La scène se comprend mieux si l’on se représente l’agriculture de la Galilée de l’époque. Le semeur ne travaillait pas un champ rangé comme aujourd’hui, mais jetait la semence sur des chemins durcis par les passages, sur une terre peu profonde et dans des endroits où des ronces étaient cachées. À première vue, ces terrains pouvaient se ressembler ; avec le temps, leur état produisait des résultats différents. Jésus explique que la semence est la Parole de Dieu. Nous pouvons d’abord recevoir ici une consolation. Le problème n’est pas la Parole. Elle est vivante et puissante. Hébreux 4,12 dit : « Car la parole de Dieu est vivante et efficace. » La Parole ne revient jamais vide. Mais l’état de notre cœur, lui, n’est pas toujours le même.
Le premier terrain est le chemin. Luc 8,12 l’explique ainsi : « Ceux qui sont le long du chemin, ce sont ceux qui entendent ; puis le diable vient, et enlève de leur cœur la parole, de peur qu’ils ne croient et soient sauvés. » Le chemin est un endroit où la semence ne peut pas pénétrer. On entend la Parole, mais elle n’atteint pas la profondeur du cœur. Il ne nous est pas étranger d’écouter un sermon et de constater que le texte s’est déjà effacé avant même de sortir du lieu de culte. Un programme chargé, un flot d’informations et l’habitude de croire que l’on sait déjà durcissent le cœur. On ne dit pas forcément que l’on refuse la Parole ; simplement, elle ne trouve aucun espace où demeurer.
Cet état ne naît généralement pas d’un seul coup. Lorsque nous repoussons la repentance, traitons une petite désobéissance à la légère et appliquons la Parole aux autres avant de nous l’appliquer à nous-mêmes, le cœur se durcit peu à peu. Le problème du chemin n’est pas seulement un manque de connaissance, mais le refus de devenir souple devant Dieu. L’Évangile n’est pas une information supplémentaire ; c’est la puissance de Dieu qui sauve le pécheur. En entendant la Parole, nous avons besoin avant toute analyse d’une attitude de repentance et de foi.

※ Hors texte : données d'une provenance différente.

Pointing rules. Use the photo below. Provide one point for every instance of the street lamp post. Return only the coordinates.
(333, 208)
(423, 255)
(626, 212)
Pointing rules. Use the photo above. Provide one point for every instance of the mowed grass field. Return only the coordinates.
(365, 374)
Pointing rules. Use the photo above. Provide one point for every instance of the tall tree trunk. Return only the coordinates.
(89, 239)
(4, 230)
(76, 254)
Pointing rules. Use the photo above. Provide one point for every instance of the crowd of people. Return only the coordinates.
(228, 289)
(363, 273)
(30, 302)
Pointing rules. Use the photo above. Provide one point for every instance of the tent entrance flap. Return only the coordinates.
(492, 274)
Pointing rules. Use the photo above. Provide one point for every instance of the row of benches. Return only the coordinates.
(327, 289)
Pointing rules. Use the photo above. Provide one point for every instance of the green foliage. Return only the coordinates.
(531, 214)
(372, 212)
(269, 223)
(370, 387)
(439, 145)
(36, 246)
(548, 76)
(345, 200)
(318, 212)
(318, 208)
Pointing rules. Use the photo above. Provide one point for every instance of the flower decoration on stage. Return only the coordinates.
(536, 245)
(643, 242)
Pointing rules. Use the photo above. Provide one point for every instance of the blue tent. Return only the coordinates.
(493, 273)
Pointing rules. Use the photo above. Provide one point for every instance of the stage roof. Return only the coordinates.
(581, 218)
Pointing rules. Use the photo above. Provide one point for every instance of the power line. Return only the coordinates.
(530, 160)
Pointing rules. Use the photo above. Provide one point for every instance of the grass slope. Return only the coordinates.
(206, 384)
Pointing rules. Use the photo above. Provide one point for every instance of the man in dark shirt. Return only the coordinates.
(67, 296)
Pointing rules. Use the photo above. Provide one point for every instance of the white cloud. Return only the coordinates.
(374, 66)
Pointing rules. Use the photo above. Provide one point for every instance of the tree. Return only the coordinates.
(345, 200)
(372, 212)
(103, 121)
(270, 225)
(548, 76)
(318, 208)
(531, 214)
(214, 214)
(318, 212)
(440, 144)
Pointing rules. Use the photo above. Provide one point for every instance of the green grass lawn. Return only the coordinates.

Le deuxième terrain est la pierre. Luc 8,13 dit : « Ceux qui sont sur le roc, ce sont ceux qui, lorsqu’ils entendent la parole, la reçoivent avec joie ; mais ils n’ont pas de racine, ils croient pour un temps, et ils succombent au moment de la tentation. » La première réaction semble très belle. Il y a de l’émotion, une décision et parfois même une transformation rapide. Mais une racine superficielle se révèle lorsque le soleil devient brûlant. L’Écriture enseigne que la réalité de la foi apparaît dans l’épreuve. Jacques 1,2-3 dit : « Mes frères, regardez comme un sujet de joie complète les diverses épreuves auxquelles vous pouvez être exposés, sachant que l’épreuve de votre foi produit la patience. » L’épreuve ne vient pas seulement détruire la foi ; elle révèle aussi où se trouve sa vraie racine.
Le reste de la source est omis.